On the painting we see an angel holding back Abraham who is on the train to kill his son for God’s sake, the spy-hole shows us a documentary in which a Serb is cutting the throat of a Muslim. The eyes of both men are wide open, the cut precisely set. Angels become ghosts – coming later and sucking the blood of the victims.

Adrian Paci – Vajtojca


What is this lament, this mourning
Of a mother weeping her only son
Poor woman. What happened to you.
How can I cry for so young man
Who died in a foreign land.
O Adrian Paci, young man.

Dirge of a mourner
Text courtesy of Adrian Paci’

In the video “Vajtojca,” the Albanian artist Adrian Paci performs his own death ritual. The Kanun says, “When someone dies, messengers are sent out to invite people to obsequies.”.

While the men groan, they scratch themselves and sway back and forth (from the waist up). The women lament but do not scratch themselves.

A footnote gives more details: “Since the scratching got out of hand and the participants at the obsequies were streaming with blood, the Catholic Church banned this custom about 60 years ago under the threat of severe punishment, maintaining that such despair ran counter to the belief of resurrection.”

Paci puts on his shroud, which every Albanian has in a cupboard at home. He lies on his bed and listens to a professional mourner lamenting him.

After this performance he stands up, pays the women and leaves. This radical breaking of taboos reflects the contemporary society in which fundamental traditionalism and capitalism are united in a double-headed monster of damnation and salvation.

Nedko Solakov – A Life (Black and White)

Black and white paint; two workers/painters constantly repainting the wall of the exhibition space in black and white for the entire duration of the exhibition, day after day (following each other); dimensions variable.
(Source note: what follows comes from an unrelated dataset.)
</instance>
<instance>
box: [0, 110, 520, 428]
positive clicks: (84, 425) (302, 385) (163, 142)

In this performance installation from the Bulgarian artist Nedko Solakov two painters paint the walls black and white – in a clockwise direction: a continuous changing of colours and re-painting.

The workers/painters continue their work without being irritated from the visitors. Black – white – black – white. No hierarchy, no victory or defeat. Is this a depiction of utopia?

The presented art from the Balkans tries to “re-bleed” the ghosts of the past and present in order to bury them in the future.

The sweet bitterness of their presence irritates our lingua [in most of the Slavic languages – like in ancient Greek, Latin or French – there is only one term for “tongue” and “language”].

“Balkans” is not just an/other wor(l)d.